Ele pontuou que a cultura da pipa é algo forte no estado, mas que o uso de produtos já criminalizados não pode mais ser normalizado isso porque, segundo destaca o promotor, houve uma mudança desse comportamento.
“Não podemos aceitar que determinado comportamento seja aceito pela sociedade, porque sabemos do risco potencial que ele causa. Não é criminalizar a soltura de pipa, a confecção, isso é muito legal, bonito, o que não podemos aceitar são os materiais cortantes que colocam a vida de outras pessoas em risco de forma irresponsável e criminosa. Estamos falando de homicídio, isso não é uma fatalidade.”

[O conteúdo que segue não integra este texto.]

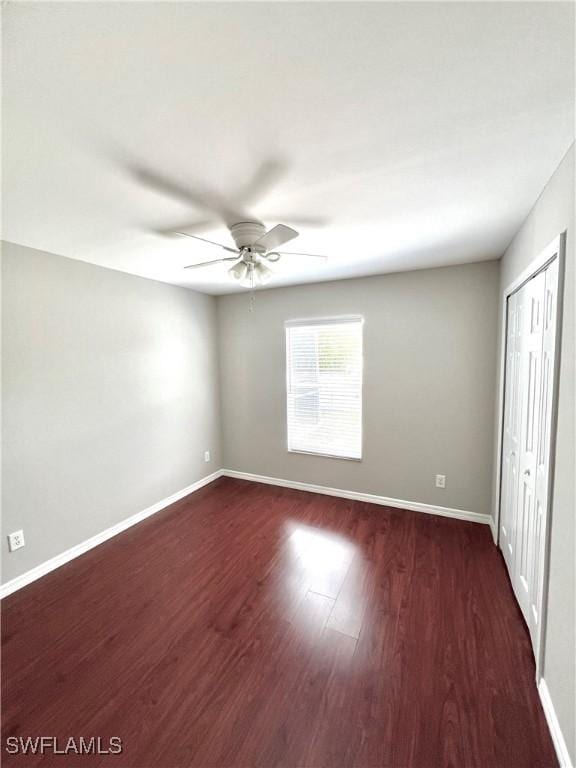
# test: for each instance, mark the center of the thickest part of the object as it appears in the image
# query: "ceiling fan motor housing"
(245, 233)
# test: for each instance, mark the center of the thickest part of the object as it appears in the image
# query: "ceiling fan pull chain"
(252, 299)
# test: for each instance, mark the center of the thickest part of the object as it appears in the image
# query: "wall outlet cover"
(16, 540)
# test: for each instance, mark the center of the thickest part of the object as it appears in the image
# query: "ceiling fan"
(254, 248)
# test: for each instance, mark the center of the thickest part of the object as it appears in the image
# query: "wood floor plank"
(249, 625)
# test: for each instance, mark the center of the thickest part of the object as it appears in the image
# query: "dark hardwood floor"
(249, 625)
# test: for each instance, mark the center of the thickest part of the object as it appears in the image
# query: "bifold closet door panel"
(530, 402)
(511, 436)
(543, 453)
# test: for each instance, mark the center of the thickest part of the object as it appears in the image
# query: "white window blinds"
(324, 384)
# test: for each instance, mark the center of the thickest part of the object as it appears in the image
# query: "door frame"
(555, 250)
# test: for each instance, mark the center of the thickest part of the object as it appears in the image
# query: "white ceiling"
(422, 133)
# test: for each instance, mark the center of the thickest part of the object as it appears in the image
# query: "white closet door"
(530, 400)
(511, 437)
(543, 457)
(526, 439)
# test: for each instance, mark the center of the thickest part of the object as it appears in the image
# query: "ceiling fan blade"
(206, 263)
(204, 240)
(298, 221)
(312, 255)
(276, 236)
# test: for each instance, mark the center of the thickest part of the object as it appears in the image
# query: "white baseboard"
(554, 726)
(415, 506)
(80, 549)
(99, 538)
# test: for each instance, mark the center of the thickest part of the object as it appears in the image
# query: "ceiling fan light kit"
(253, 249)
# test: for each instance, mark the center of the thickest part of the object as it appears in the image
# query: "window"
(324, 386)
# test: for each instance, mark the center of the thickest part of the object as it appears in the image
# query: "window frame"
(330, 320)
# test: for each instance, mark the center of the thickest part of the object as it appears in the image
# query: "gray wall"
(552, 214)
(430, 366)
(110, 397)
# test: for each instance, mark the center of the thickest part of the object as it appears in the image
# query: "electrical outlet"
(16, 540)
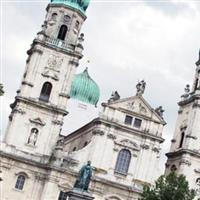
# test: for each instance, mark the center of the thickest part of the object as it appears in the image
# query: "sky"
(125, 41)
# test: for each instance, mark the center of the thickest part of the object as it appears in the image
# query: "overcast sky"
(125, 41)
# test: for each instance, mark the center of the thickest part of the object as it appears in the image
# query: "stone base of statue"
(77, 194)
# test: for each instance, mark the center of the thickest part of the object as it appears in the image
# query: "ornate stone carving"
(128, 144)
(64, 95)
(111, 136)
(54, 62)
(130, 105)
(37, 121)
(140, 87)
(160, 111)
(57, 122)
(144, 146)
(98, 132)
(142, 109)
(191, 136)
(52, 68)
(156, 149)
(185, 162)
(27, 83)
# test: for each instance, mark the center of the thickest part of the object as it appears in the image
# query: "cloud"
(124, 42)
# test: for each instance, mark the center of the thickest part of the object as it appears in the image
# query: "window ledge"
(17, 190)
(120, 174)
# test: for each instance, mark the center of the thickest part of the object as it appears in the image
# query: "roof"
(85, 89)
(80, 5)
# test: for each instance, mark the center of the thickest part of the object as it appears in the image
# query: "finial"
(141, 85)
(114, 97)
(198, 62)
(160, 111)
(187, 92)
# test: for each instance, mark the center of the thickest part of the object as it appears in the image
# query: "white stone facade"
(184, 155)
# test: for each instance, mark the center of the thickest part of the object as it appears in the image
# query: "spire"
(198, 62)
(80, 5)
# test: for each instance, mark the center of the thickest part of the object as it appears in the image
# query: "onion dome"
(77, 4)
(85, 89)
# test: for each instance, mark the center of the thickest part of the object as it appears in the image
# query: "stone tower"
(40, 105)
(184, 155)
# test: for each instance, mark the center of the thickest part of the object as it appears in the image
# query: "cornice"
(181, 152)
(46, 106)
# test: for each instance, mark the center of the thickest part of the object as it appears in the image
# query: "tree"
(1, 90)
(170, 187)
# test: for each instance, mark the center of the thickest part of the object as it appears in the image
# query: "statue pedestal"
(79, 195)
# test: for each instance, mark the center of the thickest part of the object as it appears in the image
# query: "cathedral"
(120, 147)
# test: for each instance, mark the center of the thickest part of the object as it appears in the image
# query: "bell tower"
(184, 155)
(37, 113)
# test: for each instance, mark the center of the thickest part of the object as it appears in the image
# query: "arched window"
(173, 168)
(54, 16)
(77, 24)
(62, 195)
(182, 139)
(45, 92)
(85, 144)
(32, 139)
(20, 182)
(123, 161)
(62, 32)
(196, 84)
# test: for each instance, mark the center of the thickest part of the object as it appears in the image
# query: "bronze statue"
(84, 177)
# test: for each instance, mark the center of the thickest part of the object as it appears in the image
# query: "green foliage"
(1, 90)
(170, 187)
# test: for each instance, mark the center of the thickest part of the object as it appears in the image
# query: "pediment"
(136, 105)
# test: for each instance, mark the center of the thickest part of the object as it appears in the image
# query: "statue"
(160, 111)
(83, 180)
(198, 62)
(114, 97)
(187, 91)
(140, 87)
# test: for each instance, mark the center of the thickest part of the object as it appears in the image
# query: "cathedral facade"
(123, 143)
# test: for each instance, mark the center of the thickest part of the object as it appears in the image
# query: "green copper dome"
(77, 4)
(85, 89)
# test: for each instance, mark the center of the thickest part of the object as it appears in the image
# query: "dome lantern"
(80, 5)
(84, 89)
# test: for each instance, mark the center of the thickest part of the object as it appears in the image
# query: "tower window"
(123, 161)
(128, 120)
(67, 18)
(54, 16)
(137, 123)
(62, 195)
(85, 144)
(173, 168)
(196, 84)
(33, 136)
(45, 92)
(20, 182)
(62, 32)
(77, 24)
(182, 139)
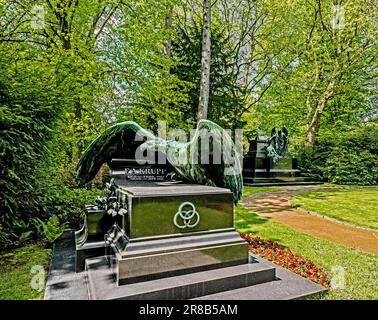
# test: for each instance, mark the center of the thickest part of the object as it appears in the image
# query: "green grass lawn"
(361, 272)
(15, 271)
(358, 207)
(249, 191)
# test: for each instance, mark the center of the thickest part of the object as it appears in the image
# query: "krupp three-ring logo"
(188, 218)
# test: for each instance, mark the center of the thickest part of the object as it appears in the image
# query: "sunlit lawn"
(359, 207)
(15, 272)
(361, 272)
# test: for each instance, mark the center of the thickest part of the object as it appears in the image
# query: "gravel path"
(276, 205)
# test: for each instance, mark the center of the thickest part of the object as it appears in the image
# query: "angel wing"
(225, 171)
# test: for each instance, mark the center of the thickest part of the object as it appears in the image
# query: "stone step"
(288, 286)
(102, 285)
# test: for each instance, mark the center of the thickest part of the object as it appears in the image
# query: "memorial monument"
(161, 218)
(164, 227)
(268, 161)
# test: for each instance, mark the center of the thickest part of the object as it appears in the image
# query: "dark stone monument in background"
(268, 162)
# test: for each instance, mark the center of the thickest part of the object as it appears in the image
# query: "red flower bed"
(287, 259)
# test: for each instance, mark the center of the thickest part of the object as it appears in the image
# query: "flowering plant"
(287, 259)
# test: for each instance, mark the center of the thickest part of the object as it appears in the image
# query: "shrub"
(68, 204)
(52, 229)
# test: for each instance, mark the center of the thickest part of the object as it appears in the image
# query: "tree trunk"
(313, 126)
(205, 62)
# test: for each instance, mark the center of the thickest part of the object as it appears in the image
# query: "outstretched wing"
(116, 140)
(224, 168)
(210, 158)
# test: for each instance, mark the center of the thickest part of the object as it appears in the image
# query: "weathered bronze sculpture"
(119, 141)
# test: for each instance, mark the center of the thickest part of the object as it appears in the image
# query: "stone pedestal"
(173, 229)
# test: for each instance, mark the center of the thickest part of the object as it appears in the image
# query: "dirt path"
(276, 206)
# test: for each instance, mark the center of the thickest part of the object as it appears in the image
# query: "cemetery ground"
(354, 205)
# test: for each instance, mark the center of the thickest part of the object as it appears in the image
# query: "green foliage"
(15, 275)
(347, 158)
(223, 103)
(68, 204)
(52, 229)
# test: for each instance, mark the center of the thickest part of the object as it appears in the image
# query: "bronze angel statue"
(122, 140)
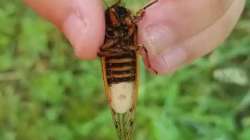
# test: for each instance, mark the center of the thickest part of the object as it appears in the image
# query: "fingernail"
(157, 37)
(169, 61)
(74, 28)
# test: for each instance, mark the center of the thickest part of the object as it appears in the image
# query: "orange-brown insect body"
(119, 56)
(119, 50)
(120, 71)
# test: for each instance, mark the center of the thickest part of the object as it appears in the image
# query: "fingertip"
(85, 30)
(169, 61)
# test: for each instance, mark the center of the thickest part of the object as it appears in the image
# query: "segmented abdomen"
(121, 67)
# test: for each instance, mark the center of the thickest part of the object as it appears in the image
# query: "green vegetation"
(47, 94)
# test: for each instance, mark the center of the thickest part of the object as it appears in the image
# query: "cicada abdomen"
(119, 57)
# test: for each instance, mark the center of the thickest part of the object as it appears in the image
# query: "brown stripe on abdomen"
(121, 68)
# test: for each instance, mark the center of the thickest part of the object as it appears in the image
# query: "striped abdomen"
(121, 67)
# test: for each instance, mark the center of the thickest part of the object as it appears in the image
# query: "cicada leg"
(139, 15)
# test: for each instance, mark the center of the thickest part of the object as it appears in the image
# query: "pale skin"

Em sua fala, o promotor destacou ainda que já enviou ofícios para diversas secretarias questionando sobre a responsabilidade da fiscalização da lei e que não recebe respostas. “Não vejo dificuldade de cumprir a lei, vejo falta de vontade e política. Por isso, [vereadores] ajudem o MP nesse sentido”, completou.
Curti disse ainda que uma nova reunião seria feita para que sejam decididas algumas ações.
“O grande desafio do Ministério Público, primeiro, é que haja uma fiscalização efetiva. Nós temos que cobrar dos órgãos municipais que haja fiscalização. Então, acho que é preciso vontade política, num primeiro momento, para que essa fiscalização aconteça. E outro desafio é a criação desses espaços adequados para que haja então a prática desse esporte, o incentivo, inclusive, campeonatos, que é muito bacana. Vamos trabalhar com os entes públicos, com o poder Executivo, para que haja campanhas preventivas nesse sentido de orientação à população”, salienta.
Familiares e amigos acompanharam audiência pública na Câmara Rio Branco
Tiago Teles/Ascom MP-AC
‘Queremos Justiça’
O pai de Fernandinho, Fernando Moraes Roca se emocionou por várias vezes durante audiência pública. Em sua fala, pediu Justiça e que as leis saiam do papel.
“Quando acontece na vida dos outros, é impressionante, que a gente sabe que alguém foi cortado por uma pipa e segue a vida. Nunca achamos que vai acontecer com a gente. Estamos pedindo aqui três coisas: justiça, queremos que a justiça identifique porque o material que ele utilizava é contrabando, criminoso; um local adequado para eles (pipeiros) e fiscalização da lei, tanto municipal e estadual”, disse.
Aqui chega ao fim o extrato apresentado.